南九州一帯を舞台とした歴史もの……というには言葉が足りないです。古代の神話をイメージさせる不思議な力を駆使して、作者さまの筆力で限りなく史実に寄せてきた華麗なる歴史ファンタジーといったところでしょうか。
特に飛び抜けた主人公感のある人物がいないですが、どれも魅力溢れる描写で綴られているので、山育ちの面々・城持ちの大名一家・その他親戚縁者、きっとお好みの人物を推しに挙げることができるかと思います。愛宕は伊吉という男の子の成長を見守りながら読み進めていました。純真な心を持つが故の無鉄砲ぶりが好きでした。
読み進めていくと、少しずつファンタジーの香りが漂ってきますが、和のテイストが満載で新鮮な感じを得られるはずです。タイトルの「けして泣いてはならぬ」にある理由を考えていくと、南九州で拡がった神話と文化に触れているようで、読み終えた後は「ちょっと薩摩や日向の世界にもっと興味を持ってみようかしら」と思うこと間違いなしでしょう☆
最後まで読み終えた後、少年少女たちがこの先どうなってしまうのかを考え始めて寝れなくなってしまいました。
作りこまれた魅力ある登場人物たちが織り成す愛の物語は、苛烈な戦国時代という背景もあってとても心に響きます。

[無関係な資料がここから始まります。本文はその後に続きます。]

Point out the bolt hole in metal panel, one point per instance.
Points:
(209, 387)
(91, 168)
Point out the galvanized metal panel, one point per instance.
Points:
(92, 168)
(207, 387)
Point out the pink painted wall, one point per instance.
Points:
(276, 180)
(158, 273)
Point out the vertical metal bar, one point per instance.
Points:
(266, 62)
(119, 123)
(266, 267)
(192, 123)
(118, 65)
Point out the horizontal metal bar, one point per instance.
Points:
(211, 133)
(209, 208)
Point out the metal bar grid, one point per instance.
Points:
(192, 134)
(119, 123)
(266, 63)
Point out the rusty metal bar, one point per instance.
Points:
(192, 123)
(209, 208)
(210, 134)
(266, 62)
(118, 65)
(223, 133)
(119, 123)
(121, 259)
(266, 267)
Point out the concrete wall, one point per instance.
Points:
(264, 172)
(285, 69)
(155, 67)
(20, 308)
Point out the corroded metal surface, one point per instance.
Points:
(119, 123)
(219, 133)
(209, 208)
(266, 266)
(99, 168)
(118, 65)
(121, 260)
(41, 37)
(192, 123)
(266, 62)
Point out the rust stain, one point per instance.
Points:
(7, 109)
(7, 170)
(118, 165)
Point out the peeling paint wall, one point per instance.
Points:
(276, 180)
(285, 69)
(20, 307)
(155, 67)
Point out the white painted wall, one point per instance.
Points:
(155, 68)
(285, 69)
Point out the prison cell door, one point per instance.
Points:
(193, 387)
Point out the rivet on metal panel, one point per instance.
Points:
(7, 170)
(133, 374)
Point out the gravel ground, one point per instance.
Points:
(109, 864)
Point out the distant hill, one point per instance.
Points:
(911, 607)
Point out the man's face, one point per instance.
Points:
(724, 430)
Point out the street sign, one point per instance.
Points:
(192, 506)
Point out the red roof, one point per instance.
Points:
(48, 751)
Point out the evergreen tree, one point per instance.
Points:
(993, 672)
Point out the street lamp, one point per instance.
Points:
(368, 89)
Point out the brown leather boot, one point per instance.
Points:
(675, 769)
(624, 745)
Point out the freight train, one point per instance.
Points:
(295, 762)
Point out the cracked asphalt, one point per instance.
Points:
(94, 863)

そしてそこに作品タグにもあるように「不老不死」という怪異、ファンタジー要素を含ませることで、奥深く研究・考察されているこの時代小説を誰でも入り込みやすく非常に読み易いものにされていると思います。
普段、時代小説を読まない方にもオススメです。
私も普段あまり読まないジャンル(読み終えたのは「わるじい秘剣帖」くらい)なのですが、とても面白かったです。
この作品は、綿密に調べられ、丁寧に書き綴られた、骨太な大河ドラマのような時代設定が背景にあります。
その一方、「見た目は童」でも中身は?歳の女性・ふみを中心に、様々な若者たちが魅力的な人間模様を繰り広げる青春ドラマでもあります。
特に少女たちの恋模様がとても初々しく可愛らしく、重くなりそうな背景の中でも明るく爽やかな印象を紡ぎあげてくれます。
ふみの正体に迫る謎も興味深く、次へ次へと読む手が止まらなくなります。
歴史小説好きな方はもちろん、そうでない方にも確かな読み応えを楽しんでいただける、とてもレベル高い作品です。